На площадке всегда присутствует масса поклонников, особенно если съемка происходит на натуре. И среди этих поклонников есть, скажем так, не очень интеллигентные люди. Они прорываются к актеру, могут похлопать по плечу. А это что у тебя – парик или не парик? Дайте автограф, кричат из-за забора или из-за барьера, которым окружают съемочную площадку. Конечно, очень приятно, что тебя любят, узнают, но на работе все это очень мешает. Это вышибает из колеи, и потом очень трудно сосредоточиться. Вот тут Лиза была всегда наготове, если что, могла попросить и ширмочку. На площадке она была няней.
Он и сам не позволял фамильярностей, был выше этого. Некоторые панибратски начинали обниматься, фотографироваться, но он всегда очень достойно давал отпор. Если надо было, пописывал автографы, но не более того. Если шла съемка, он не отвлекался.
Я слышала, что в последние годы он хотел заняться режиссурой. Мне думается, он был бы очень хорошим режиссером. Мало режиссеров, которые занимаются актерами. Занимаются картинкой, полны желания высказать свое «я», как правило, бывают жесточайшими эгоистами. Олег Даль был бы тем самым режиссером, который работает с актерами.

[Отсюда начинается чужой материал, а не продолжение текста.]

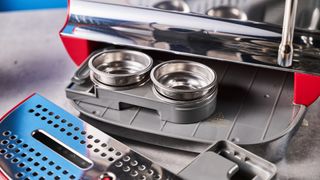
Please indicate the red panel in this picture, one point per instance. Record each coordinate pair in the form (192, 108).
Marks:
(306, 89)
(5, 115)
(78, 49)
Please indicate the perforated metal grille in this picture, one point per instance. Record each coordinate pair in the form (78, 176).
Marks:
(26, 158)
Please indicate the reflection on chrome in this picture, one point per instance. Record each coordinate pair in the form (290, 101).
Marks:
(193, 34)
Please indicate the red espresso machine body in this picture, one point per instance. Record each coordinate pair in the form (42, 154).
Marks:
(195, 34)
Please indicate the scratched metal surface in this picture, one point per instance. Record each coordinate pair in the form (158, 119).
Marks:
(32, 59)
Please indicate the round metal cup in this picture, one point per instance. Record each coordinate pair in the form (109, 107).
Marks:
(119, 68)
(183, 80)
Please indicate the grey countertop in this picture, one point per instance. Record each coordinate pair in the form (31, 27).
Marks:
(33, 59)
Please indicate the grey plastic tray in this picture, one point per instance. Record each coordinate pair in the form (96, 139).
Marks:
(229, 162)
(254, 110)
(39, 140)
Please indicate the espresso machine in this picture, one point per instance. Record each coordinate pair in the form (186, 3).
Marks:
(228, 79)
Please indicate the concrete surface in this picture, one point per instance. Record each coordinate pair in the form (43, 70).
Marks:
(33, 59)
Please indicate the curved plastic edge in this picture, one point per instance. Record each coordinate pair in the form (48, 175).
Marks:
(306, 89)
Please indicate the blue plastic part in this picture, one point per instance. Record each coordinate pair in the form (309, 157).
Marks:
(14, 5)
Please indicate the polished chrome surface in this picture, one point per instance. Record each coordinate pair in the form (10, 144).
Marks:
(183, 80)
(285, 54)
(22, 156)
(228, 13)
(191, 34)
(120, 67)
(173, 5)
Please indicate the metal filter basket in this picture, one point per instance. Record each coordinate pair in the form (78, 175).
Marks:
(184, 80)
(119, 67)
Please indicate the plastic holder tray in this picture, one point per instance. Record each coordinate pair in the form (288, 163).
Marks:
(254, 109)
(39, 140)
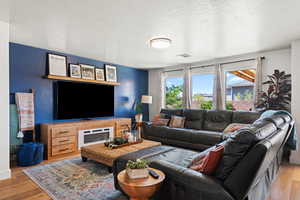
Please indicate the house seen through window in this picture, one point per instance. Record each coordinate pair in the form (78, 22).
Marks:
(174, 92)
(240, 89)
(202, 91)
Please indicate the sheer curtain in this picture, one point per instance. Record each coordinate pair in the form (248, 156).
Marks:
(219, 97)
(187, 87)
(258, 79)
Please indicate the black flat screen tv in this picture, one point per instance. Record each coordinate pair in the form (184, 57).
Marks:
(81, 100)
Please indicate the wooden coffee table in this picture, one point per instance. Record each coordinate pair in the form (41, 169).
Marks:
(140, 189)
(106, 156)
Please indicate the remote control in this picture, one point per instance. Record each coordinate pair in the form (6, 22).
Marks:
(153, 173)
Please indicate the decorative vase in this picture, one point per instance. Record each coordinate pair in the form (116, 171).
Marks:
(137, 173)
(139, 117)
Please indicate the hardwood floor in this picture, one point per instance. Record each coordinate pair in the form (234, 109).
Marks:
(20, 187)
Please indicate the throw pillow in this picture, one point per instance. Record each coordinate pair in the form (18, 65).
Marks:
(159, 121)
(209, 163)
(234, 126)
(177, 122)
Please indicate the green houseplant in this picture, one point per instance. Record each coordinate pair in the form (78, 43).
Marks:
(278, 95)
(137, 169)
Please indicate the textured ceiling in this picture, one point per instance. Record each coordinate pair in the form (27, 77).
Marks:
(118, 31)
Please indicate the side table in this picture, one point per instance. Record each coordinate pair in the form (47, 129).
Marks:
(140, 189)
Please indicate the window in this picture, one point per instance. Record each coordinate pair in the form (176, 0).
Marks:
(202, 91)
(174, 92)
(240, 89)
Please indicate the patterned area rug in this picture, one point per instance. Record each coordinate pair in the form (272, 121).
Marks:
(75, 180)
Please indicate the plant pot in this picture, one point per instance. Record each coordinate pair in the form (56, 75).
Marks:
(139, 117)
(137, 173)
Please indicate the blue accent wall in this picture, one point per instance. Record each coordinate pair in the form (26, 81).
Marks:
(28, 66)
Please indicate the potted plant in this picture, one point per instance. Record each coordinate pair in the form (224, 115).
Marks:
(278, 95)
(137, 169)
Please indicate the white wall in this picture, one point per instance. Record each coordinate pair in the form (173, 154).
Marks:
(4, 101)
(295, 68)
(277, 59)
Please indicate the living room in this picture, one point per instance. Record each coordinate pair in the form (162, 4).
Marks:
(144, 100)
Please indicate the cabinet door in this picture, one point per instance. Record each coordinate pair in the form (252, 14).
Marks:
(63, 131)
(122, 126)
(63, 140)
(62, 149)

Ему было интересно заниматься режиссурой, и он с большим желанием ушел бы в эту профессию. Потому что я иногда наблюдала в нем некую усталость от своей профессии. Помню, что-то не ладилось на съемке, то ли по погоде, то ли по еще какой-то причине. Не получался какой-то кадр, и было очень много дублей. Как вдруг он обратился к режиссеру: «Жень, ну, может быть, хватит? Устал я». И это было произнесено с такой усталостью, что я подумала: наверное, он плохо себя чувствует.
Позднее я поняла, в чем дело. Мне и самой сейчас с возрастом все больше и больше становится неловко заниматься этим делом. Не то чтобы я разочаровываюсь в этой профессии. Может быть, я плохая актриса, во мне без конца сидит какой-то самоконтроль, саморежиссер, какое-то бесконечное самопоедание. И мне кажется, дело было именно в этом.
Жалко, что все это было так коротко. Я мечтала сыграть с ним на сцене в каком-нибудь спектакле. Я могла бы многому у него научиться. И это было бы хорошо. Но произошло то, что произошло.
Его смерть была для меня полной неожиданностью. Я долго не могла поверить. И до сих пор не могу.
Ленинград. 23–24 мая 1986 г.
Мы много работали с Олегом, и каждая незабываемая встреча на съемочной площадке открывала мне его по-новому. Он меня даже пугал какой-то первозданной органичностью. Рядом с ним нельзя было фальшивить, употреблять проверенные штампы и актерские приспособления. Он был как ребенок, и плохо играть рядом с ним – было все равно, что обидеть ребенка.